Pat Pattillo, assistant to the director of state Fish and Wildlife said in an interview late last week that there is still a lot of discussion for looking at different ways to manage the sockeye fisheries, and they’ve invited scientists to talk about modifying the goals.

He says there has also been a lot of discussion with the tribes, and all have interests for the fisheries.

“It is a complicated thing, and we’re very much engaged and thinking about how to manage the wild fish and take advantage of the hatchery fish,” Pattillo said.

“We need to reexamine that goal, and see if it can be lowered to 200,000 or 150,000 fish,” Frank Urabeck, a longtime sport-fishing advocate and Cedar River Council member said. “It’s an involved process that needs to be addressed between the tribes and state.
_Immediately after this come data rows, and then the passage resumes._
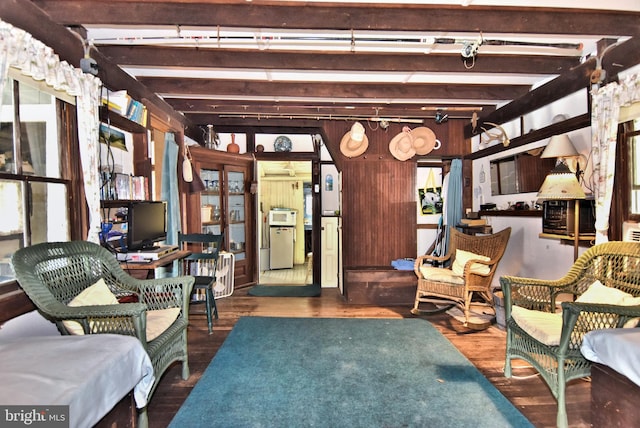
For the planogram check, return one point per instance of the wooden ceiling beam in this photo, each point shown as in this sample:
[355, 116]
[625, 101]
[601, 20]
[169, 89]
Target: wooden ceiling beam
[160, 56]
[616, 60]
[382, 91]
[386, 17]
If we can lower it then we’ll be a lot closer to having more fisheries in the future.”

Since 2006, sockeye returns have dropped close to historic lows, and the run last summer ended up at about 43,000.

Back in 2009, the sockeye fry entered the lake in low numbers so this summer’s adult return wasn’t expected to be that good.

One positive factor is these fish could be reaping benefits from an excellent ocean and freshwater conditions.

The new permanent hatchery on the Upper Cedar River just below Landsburg Dam can produce more than 34-million fry, but last year it only got 25 percent of that figure from spawned adult sockeye.